Si la suerte los acompaña, y la ciencia se los permite, tal vez terminen describiendo la segunda especie de bacteria metanótrofa conocida de todo un continente. Nada mal para un país que tiene una pequeña base, en una pequeña isla de la Antártida marítima, y con científicos que están allí sólo unos pocos días del verano. Pero hay más.

“Otra cosa que nos sorprendió es que encontramos miembros de la familia Methylacidiphilaceae, del filo Verrucomicrobia, que son microorganismos asociados a altas temperaturas o fuentes termales y ácidas”, relata Roldán. “¿Qué miércoles hacen estos microorganismos en la Antártida?”, se pregunta, para responderse que “la falta de conocimiento y la falta de aislamientos dentro de esta familia, de la que hoy se conocen sólo seis miembros, hace que asociemos erróneamente un grupo a un tipo de ambiente que podría ser mucho más extendido, podrían ser más cosmopolitas”.

Los organismos que viven en ambientes extremos se denominan justamente extremófilos.

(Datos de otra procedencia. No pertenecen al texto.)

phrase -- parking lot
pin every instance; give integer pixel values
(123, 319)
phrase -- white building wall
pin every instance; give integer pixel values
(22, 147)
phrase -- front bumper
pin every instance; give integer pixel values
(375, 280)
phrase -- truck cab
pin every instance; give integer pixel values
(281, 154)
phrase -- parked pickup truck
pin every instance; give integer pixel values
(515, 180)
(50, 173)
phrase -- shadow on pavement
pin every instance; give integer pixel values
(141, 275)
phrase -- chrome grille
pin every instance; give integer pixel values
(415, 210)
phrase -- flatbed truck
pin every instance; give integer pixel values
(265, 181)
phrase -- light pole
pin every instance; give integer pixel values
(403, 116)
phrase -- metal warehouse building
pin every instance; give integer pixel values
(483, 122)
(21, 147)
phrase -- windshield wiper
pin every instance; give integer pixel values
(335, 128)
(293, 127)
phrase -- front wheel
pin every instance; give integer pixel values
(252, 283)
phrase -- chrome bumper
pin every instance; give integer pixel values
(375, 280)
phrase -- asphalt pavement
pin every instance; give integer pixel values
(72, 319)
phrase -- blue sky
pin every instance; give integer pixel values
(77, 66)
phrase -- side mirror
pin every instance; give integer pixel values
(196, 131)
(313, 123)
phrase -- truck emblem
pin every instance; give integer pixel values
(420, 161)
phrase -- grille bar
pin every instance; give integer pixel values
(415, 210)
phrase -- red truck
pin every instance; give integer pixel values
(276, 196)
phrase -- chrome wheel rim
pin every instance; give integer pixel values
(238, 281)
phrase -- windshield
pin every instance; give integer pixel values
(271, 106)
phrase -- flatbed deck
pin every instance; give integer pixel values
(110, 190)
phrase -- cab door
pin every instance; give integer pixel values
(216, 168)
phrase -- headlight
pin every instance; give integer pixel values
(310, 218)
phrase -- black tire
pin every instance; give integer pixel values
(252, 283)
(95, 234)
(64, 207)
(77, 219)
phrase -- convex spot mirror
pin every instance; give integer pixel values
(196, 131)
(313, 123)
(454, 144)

Pero si estas bacterias, consideradas termófilas, debido a que tienen preferencia por las altas temperaturas, también están en la Antártida, pasarían a ser también psicrófilos, es decir, extremófilos amantes del frío, pasando evidentemente por nuestro cómodo estilo mesófilo, el de los organismos que nos revolvemos bien entre los 20 °C y los 45 °C. “Capaz existen algunos mesófilos de este filo que no han sido caracterizados”, dice Roldán, sorprendido aún por el hallazgo.

Por otro lado, también los sorprendió lo que sucedía en cada lago. “Nos llamó la atención que, a pesar de que son lagos que no están separados unos de otros por distancias muy grandes, a veces de no más de un kilómetro, fueron bastante diversos los microorganismos que había en unos y otros”, dice Menes. Cada lago tenía su perfil bacteriano propio y entre ellos apuntan a que tal vez en esto incida cómo se forma cada uno. “Algunos se alimentan más del glaciar Collins, que está en el norte de la isla, otros tienen más influencia marítima. Creemos que eso puede haber jugado un rol en la formación de esos sedimentos diferentes. Si bien al verlos parecen todos lagos similares, tienen una composición bacteriana bastante diferente”, sostiene Menes.

Pero esa diversidad no sólo la vieron en las bacterias que devoran metano. “También vimos que cada lago tenía su propia diversidad de arqueas metanogénicas por más que son lagos que están cerca, incluso cuando algunos de ellos, como los lagos Drake 1, Drake 2 y Drake 3, se conectan”, dice Machín. Aun así, los lagos tenían una diversidad muy diferente.

Nota:  Artículo: “Diversity and effect of increasing temperature on the activity of methanotrophs in sediments of Fildes Peninsula freshwater lakes, King George Island, Antarctica”.  Publicación: Frontiers in Microbiology (marzo de 2022)

Autores: Diego Roldán, Daniel Carrizo, Laura Sánchez y Javier Menes.